Adesso torniamo indietro al 1970 e analizziamo il fronte italiano.

La scomparsa di Mauro de Mauro
Nel luglio di quell’anno, il regista Francesco Rosi, già famoso per film d’inchiesta come Le mani sulla città e Salvatore Giuliano, stava lavorando a Il caso Mattei, con Gian Maria Volonté nei panni del protagonista, e incaricò il giornalista Mauro De Mauro di far luce sugli ultimi giorni del presidente dell’Eni.

De Mauro lavorava per il giornale palermitano L’Ora ed era un cronista molto apprezzato per i suoi articoli sulla mafia.
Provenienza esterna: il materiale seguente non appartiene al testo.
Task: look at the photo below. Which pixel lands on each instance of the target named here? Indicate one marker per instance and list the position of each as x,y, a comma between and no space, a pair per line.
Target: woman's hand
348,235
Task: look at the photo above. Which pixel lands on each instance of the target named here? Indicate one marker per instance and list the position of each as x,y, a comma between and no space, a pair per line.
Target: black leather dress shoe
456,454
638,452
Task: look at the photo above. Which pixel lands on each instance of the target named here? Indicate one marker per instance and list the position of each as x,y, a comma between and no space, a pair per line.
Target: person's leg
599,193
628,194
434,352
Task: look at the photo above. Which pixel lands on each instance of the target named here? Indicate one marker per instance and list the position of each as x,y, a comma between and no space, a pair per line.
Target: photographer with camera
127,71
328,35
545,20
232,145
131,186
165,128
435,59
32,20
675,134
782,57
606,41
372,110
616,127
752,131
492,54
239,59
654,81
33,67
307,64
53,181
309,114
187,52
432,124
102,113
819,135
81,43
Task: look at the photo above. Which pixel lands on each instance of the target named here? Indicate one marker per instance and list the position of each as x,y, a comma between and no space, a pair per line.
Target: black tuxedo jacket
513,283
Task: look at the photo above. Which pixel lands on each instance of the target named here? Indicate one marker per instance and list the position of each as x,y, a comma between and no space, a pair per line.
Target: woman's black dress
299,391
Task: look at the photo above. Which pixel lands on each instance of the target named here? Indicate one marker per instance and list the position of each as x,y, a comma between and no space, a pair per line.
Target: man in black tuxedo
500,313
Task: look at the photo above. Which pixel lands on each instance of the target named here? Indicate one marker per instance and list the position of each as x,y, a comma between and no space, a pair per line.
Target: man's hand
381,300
Quando Rosi si mise in contatto con lui, De Mauro si recò a Gagliano Castelferrato, dove ottenne i nastri del discorso di Mattei del 27 ottobre, chiese colloqui e indagò a fondo sulla vicenda. Il 16 settembre del 1970 qualcuno lo rapì sotto gli occhi della figlia e di lui non si ebbe più alcuna notizia.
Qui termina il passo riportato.